The latest findings from a team at the University of Illinois disclosed multiple security vulnerabilities in the most popular tools for redacting PDF documents.
The report, which has been published as a preprint by Maxwell Bland, Anushya Iyer, and Kirill Levchenko, examined 11 popular redaction tools. Out of 11, the team identified that PDFzorro and PDFescape Online allowed full access to text that had allegedly been redacted by merely copying and pasting it.
The findings go further than copy and pasting. It also highlights the latest technique to target PDF documents and employ hidden fingerprints to disclose names that have been redacted. The team’s primary focus was on names, as they are commonly redacted and are sensitive in nature. It does not seem possible to unredact large blocks of text, Bland explained.
To extract secret details from the text, the team devised a tool, called Edact-Ray, that can “identify, break, and fix redaction information leaks.”
“Even if you do the redaction, supposedly correctly, even if you remove the text, there’s a lot of latent information that is dependent on the content that was redacted, and even that can leak information,” Levchenko stated. “If you redact a name in a PDF, if the attacker has any context—they know this is an American—they will be able to, with high probability, either recover that name or narrow it down to a very small list of candidates.”
Over the past three decades, numerous high-profile redaction failures have leaked sensitive data. These have involved mistakes in the redaction process, failure to properly safeguard the data, and the inclusion of enough details to allow people to decipher what the redactions were meant to be.
For example, in 1991 researchers employed a “desktop computer” to reverse engineer the Dead Sea Scrolls resulting in the leak of their full text and documents. Seventeen years later in 2008, sensitive information regarding wiretapping agreements between the US government and telecom companies was easily accessible by the aforementioned method of copy and paste. And in February last year, the European Commission disclosed a version of its Covid-19 contract for the AstraZeneca vaccine that it didn’t properly redact.

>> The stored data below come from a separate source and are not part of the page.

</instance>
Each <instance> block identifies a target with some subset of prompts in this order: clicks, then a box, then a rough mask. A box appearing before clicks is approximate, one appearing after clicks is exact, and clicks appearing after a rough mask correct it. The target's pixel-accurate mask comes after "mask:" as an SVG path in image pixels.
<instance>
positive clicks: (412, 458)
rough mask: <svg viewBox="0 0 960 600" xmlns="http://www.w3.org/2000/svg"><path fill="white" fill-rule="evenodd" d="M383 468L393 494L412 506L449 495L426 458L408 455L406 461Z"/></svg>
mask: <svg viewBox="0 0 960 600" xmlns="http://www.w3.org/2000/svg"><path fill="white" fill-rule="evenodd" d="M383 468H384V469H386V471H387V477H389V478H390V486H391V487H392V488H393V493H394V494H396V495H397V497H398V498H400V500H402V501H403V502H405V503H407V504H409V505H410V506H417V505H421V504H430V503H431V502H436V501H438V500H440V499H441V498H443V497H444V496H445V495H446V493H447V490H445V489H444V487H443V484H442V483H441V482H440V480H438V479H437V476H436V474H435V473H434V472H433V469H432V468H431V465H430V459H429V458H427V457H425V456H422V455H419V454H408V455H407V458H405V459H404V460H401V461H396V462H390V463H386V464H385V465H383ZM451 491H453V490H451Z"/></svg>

When it comes to successfully redacting archives and safeguarding people’s data, the Illinois researchers hope their work will encourage the software program builders to include tools that restricts secret data from being leaked.
According to the researchers, the NSA’s advisory for redacting documents is perhaps the best method to shield redactions. If a user redacts Word documents, then it should alter the content material of the original document before redacting the resulting PDF.